Einde inhoudsopgave
Participatiewet
Artikel 10b Participatievoorziening beschut werk
Geldend
Geldend vanaf 01-01-2018
- Bronpublicatie:
29-11-2017, Stb. 2017, 484 (uitgifte: 15-12-2017, kamerstukken: 34766)
- Inwerkingtreding
01-01-2018
- Bronpublicatie inwerkingtreding:
06-12-2017, Stb. 2017, 485 (uitgifte: 15-12-2017, kamerstukken/regelingnummer: -)
- Vakgebied(en)
Sociale zekerheid bijstand / Algemeen
1.
Het college biedt ter uitvoering van artikel 7, eerste lid, onderdeel a, een persoon als bedoeld in artikel 7, eerste lid, onderdeel a, of een persoon die een uitkering ontvangt op grond van de Werkloosheidswet, de Wet inkomensvoorziening oudere werklozen, de Wet arbeidsongeschiktheidsverzekering zelfstandigen, de Wet arbeidsongeschiktheidsvoorziening jonggehandicapten, de Wet werk en inkomen naar arbeidsvermogen, de Wet op de arbeidsongeschiktheidsverzekering, de Ziektewet, of de Wet arbeidsongeschiktheidsvoorziening militairen, of recht heeft op arbeidsondersteuning als bedoeld in artikel 2:15 van de Wet arbeidsongeschiktheidsvoorziening jonggehandicapten, van wie het college heeft vastgesteld dat deze uitsluitend in een beschutte omgeving onder aangepaste omstandigheden mogelijkheden tot arbeidsparticipatie heeft, ambtshalve of op verzoek een voorziening beschut werk aan, waarbij deze persoon in een dienstbetrekking in een beschutte omgeving onder aangepaste omstandigheden werkzaamheden verricht.
2.
Om vast te stellen of een persoon uitsluitend in een beschutte omgeving onder aangepaste omstandigheden mogelijkheden tot arbeidsparticipatie heeft, verricht het Uitvoeringsinstituut werknemersverzekeringen, op grond van bij of krachtens algemene maatregel van bestuur te stellen regels, voor het college de werkzaamheden ten behoeve van die vaststelling en adviseert het college hierover.
3.
Onverminderd het tweede lid, verricht het Uitvoeringsinstituut werknemersverzekeringen op verzoek van een persoon als bedoeld in het eerste lid de werkzaamheden ten behoeve van de vaststelling, bedoeld in het eerste en tweede lid, en adviseert het college hierover.
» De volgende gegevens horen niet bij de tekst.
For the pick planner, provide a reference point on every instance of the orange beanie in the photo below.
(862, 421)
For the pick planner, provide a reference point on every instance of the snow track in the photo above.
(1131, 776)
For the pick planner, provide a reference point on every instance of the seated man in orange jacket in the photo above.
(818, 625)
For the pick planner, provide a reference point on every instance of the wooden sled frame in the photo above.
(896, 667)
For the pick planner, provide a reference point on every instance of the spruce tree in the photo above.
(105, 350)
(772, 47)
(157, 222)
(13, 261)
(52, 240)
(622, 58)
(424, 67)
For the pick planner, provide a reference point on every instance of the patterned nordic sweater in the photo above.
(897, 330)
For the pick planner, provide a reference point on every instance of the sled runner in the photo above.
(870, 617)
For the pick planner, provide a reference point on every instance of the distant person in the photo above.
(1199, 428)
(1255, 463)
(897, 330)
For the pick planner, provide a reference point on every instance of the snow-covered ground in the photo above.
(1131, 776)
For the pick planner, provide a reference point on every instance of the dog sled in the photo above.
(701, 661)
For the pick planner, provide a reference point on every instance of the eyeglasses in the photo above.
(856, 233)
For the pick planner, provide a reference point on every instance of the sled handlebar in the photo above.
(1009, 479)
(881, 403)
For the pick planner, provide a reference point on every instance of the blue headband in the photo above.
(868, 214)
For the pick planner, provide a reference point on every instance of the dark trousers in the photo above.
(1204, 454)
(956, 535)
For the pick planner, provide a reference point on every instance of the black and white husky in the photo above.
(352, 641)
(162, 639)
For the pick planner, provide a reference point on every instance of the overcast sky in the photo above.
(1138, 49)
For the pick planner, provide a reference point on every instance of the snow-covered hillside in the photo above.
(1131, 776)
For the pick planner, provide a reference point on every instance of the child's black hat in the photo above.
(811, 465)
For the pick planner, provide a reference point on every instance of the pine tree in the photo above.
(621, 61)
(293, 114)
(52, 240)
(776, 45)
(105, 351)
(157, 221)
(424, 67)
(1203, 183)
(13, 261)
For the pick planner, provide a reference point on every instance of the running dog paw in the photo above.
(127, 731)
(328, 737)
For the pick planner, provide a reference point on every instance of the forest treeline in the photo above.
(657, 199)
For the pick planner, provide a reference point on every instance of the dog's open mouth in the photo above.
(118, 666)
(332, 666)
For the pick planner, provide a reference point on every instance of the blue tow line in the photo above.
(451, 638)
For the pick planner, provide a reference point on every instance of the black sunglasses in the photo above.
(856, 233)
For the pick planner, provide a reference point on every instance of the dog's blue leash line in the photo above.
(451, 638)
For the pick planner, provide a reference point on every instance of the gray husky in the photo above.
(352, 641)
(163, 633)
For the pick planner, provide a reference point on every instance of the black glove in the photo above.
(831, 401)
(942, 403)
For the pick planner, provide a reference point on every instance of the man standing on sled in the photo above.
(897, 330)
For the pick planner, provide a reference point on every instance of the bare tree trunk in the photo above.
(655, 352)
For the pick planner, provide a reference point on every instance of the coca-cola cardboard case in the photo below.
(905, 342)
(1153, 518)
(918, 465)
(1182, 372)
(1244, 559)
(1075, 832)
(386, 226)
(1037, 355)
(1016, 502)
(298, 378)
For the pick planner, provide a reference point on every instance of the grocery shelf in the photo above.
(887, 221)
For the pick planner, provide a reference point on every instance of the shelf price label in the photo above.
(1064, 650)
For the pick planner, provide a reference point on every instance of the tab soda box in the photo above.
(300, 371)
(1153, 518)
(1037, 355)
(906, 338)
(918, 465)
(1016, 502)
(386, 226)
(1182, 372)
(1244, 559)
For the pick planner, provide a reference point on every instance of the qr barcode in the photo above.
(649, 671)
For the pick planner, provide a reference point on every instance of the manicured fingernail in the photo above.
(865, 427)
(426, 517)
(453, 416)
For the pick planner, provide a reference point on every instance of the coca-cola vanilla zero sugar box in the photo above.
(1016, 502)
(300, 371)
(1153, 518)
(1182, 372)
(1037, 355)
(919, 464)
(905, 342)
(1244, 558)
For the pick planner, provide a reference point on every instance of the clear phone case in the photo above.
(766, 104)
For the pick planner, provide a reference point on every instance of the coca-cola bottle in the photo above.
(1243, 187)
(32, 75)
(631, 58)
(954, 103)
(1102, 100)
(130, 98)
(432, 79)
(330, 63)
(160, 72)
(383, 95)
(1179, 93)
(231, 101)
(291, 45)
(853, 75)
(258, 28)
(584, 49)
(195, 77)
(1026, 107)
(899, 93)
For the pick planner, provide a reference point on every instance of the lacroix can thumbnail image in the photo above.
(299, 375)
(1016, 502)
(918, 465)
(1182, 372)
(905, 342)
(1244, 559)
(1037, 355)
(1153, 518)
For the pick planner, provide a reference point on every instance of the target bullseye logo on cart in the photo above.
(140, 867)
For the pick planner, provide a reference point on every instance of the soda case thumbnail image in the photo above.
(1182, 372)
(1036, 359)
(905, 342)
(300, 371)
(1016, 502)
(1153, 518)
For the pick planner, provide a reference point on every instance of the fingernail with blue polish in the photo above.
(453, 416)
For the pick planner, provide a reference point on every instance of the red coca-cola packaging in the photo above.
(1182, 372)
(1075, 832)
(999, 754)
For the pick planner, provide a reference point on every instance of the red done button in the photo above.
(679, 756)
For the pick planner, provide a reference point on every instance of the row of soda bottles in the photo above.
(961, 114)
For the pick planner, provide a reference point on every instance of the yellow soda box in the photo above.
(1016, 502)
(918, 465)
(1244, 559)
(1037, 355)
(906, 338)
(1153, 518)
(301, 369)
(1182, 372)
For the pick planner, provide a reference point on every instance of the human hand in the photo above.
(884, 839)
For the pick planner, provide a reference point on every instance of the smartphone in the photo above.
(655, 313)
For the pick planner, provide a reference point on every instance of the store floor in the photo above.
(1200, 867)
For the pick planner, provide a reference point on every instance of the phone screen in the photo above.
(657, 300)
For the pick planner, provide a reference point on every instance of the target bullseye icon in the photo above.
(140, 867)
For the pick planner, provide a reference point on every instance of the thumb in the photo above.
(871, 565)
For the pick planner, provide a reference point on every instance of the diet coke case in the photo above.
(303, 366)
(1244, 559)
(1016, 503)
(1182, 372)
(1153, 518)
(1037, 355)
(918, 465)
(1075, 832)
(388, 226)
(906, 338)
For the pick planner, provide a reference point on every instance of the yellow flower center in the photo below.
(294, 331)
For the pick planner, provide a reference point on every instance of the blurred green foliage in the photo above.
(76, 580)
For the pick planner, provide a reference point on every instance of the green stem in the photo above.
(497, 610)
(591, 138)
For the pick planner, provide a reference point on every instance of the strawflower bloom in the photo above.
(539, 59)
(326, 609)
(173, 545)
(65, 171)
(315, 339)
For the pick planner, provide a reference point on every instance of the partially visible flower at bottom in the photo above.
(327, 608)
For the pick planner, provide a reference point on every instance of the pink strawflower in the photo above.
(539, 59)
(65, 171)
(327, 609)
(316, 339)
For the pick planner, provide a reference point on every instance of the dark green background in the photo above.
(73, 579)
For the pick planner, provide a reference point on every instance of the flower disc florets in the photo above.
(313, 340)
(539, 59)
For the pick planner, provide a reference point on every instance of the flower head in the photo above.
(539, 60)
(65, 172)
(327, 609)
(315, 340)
Het Uitvoeringsinstituut werknemersverzekeringen meldt het uitbrengen en een weergave van de inhoud van dit advies gelijktijdig aan de betreffende persoon.
4.
Bij ministeriële regeling kan jaarlijks per gemeente het aantal ten minste te realiseren dienstbetrekkingen, bedoeld in het eerste lid, worden bepaald.
5.
De gemeenteraad kan bij verordening een hoger aantal door het college te realiseren dienstbetrekkingen vaststellen en daarbij, onverminderd artikel 8a, tweede lid, onderdeel a, regelen hoe deze additionele omvang van de voorziening wordt bepaald en hoe dan de volgorde wordt bepaald waarin de personen, bedoeld in het eerste lid, door het college van een dienstbetrekking worden voorzien.
6.
Het eerste lid is niet van toepassing indien het aantal dienstbetrekkingen, bedoeld in het vierde of het vijfde lid, door het college is gerealiseerd.
7.
In de verordening, bedoeld in artikel 8a, eerste lid, onderdeel e, stelt de gemeenteraad in elk geval vast welke voorzieningen gericht op arbeidsinschakeling worden aangeboden om de in het eerste lid bedoelde werkzaamheden mogelijk te maken en welke voorzieningen worden aangeboden tot het moment dat de dienstbetrekking, bedoeld in het eerste lid, aanvangt.
8.
De voordracht voor een krachtens het tweede lid vast te stellen algemene maatregel van bestuur wordt niet eerder gedaan dan vier weken nadat het ontwerp aan beide kamers der Staten-Generaal is overgelegd.
9.
Het college verstrekt zo nodig ter uitvoering van het eerste lid, en artikel 30a, derde lid, onderdeel a van de Wet structuur uitvoeringsorganisatie werk en inkomen, loonkostensubsidie in overeenstemming met artikel 10d aan de personen, genoemd in het eerste lid.